United Methodist Bishop Peggy Johnson, episcopal leader for the Philadelphia Area, said she has received a complaint against the 36 pastors who officiated at the Nov. 9 same-sex union of two men performed at Arch Street United Methodist Church but added the matter is confidential and will be “prayerfully” considered.
In a statement released by her office in the Eastern Pennsylvania Annual (regional) Conference, Johnson said, "We are following the Disciplinary process as outlined in paragraph 363 of the 2012 Book of Discipline of The United Methodist Church and are prayerful that a just resolution can be achieved. As United Methodists, we are committed to seeking peace and reconciliation as a model for society. May it be so."
A list of the 36 pastors has not been released and a spokesperson for the group said the pastors were abiding by the bishop’s wishes not to make any statements or speak to the media at this time.
The names of the person or persons filing the complaint also have not been made public.
Support for couple
On Nov. 6, Richard Kevin Taylor and William Robert Gatewood, both longtime members of Arch Street United Methodist Church, were blessed by more than 40 faith leaders at their union.
The Rev. Robin M. Hynicka, senior pastor at Arch Street, said at the time that 36 United Methodist clergy were officiating at the ceremony.
The clergy and lay leadership of Arch Street United Methodist Church made a statement at the ceremony on behalf of the Reconciling United Methodists of Eastern Pennsylvania. Reconciling Ministries Network advocates for the blessing of same-gender marriages and for greater inclusion of gays, lesbians, bisexual and transgender individuals in the life of the church.
“In contrast to The Discipline of The United Methodist Church which prohibits United Methodist clergy from performing same gender weddings, we pronounced that the couple is married in the eyes of God.
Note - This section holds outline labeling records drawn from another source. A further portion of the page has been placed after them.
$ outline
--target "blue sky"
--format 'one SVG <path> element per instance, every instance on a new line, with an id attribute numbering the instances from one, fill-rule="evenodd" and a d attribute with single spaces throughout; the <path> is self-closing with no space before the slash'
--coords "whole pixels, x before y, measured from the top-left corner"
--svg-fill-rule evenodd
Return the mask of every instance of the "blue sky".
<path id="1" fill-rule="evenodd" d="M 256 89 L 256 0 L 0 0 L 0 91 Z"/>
By this pronouncement, a loving couple will be affirmed spiritually and welcomed fully into the community of faith.”
In addition to celebrating the couple, the pastors said they wanted to stand in solidarity with the Rev. Frank Schaefer, who was facing a church trial at the time for officiating at his son’s same-sex wedding.
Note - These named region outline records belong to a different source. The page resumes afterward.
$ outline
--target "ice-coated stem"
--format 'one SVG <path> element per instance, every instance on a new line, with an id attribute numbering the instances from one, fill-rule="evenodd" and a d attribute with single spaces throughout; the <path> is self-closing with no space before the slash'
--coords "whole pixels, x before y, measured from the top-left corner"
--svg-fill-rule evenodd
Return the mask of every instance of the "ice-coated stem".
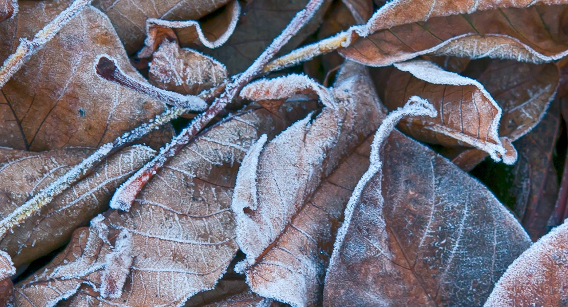
<path id="1" fill-rule="evenodd" d="M 262 73 L 262 68 L 291 38 L 311 19 L 321 6 L 323 0 L 310 0 L 306 8 L 298 12 L 284 31 L 244 73 L 233 77 L 225 87 L 225 91 L 207 110 L 195 117 L 172 142 L 162 148 L 156 157 L 140 169 L 116 190 L 110 201 L 111 208 L 128 210 L 136 195 L 164 164 L 191 141 L 211 120 L 230 103 L 239 91 L 253 79 Z"/>
<path id="2" fill-rule="evenodd" d="M 124 87 L 146 95 L 156 100 L 189 111 L 203 111 L 207 104 L 199 97 L 182 95 L 145 84 L 126 74 L 116 64 L 116 60 L 108 54 L 101 54 L 95 60 L 95 71 L 101 78 Z"/>
<path id="3" fill-rule="evenodd" d="M 20 39 L 20 44 L 16 51 L 4 61 L 0 68 L 0 89 L 14 75 L 36 51 L 55 36 L 77 13 L 91 3 L 91 0 L 75 0 L 71 5 L 61 12 L 34 36 L 34 39 Z"/>

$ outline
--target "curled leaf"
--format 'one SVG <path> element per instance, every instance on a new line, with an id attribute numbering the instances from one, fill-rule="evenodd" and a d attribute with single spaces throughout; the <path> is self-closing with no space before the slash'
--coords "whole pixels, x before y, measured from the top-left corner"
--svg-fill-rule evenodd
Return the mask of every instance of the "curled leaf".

Schaefer was found guilty of violating church law during a Nov. 18-19, 2013, trial and had his clergy credentials removed by the Eastern Pennsylvania Board of Ordained Ministry on Dec. 19, 2013. An appeal’s committee of the Northeastern Jurisdiction reinstated his credentials on June 23.
The Rev. Christopher Fisher — who served as counsel for the church, the equivalent of a prosecutor — said he will "be prayerfully examining the appeal ruling to determine if it is in compliance with church law.” He expects to make a decision about whether to appeal the ruling to the United Methodist Church’s Judicial Council on or before July 19.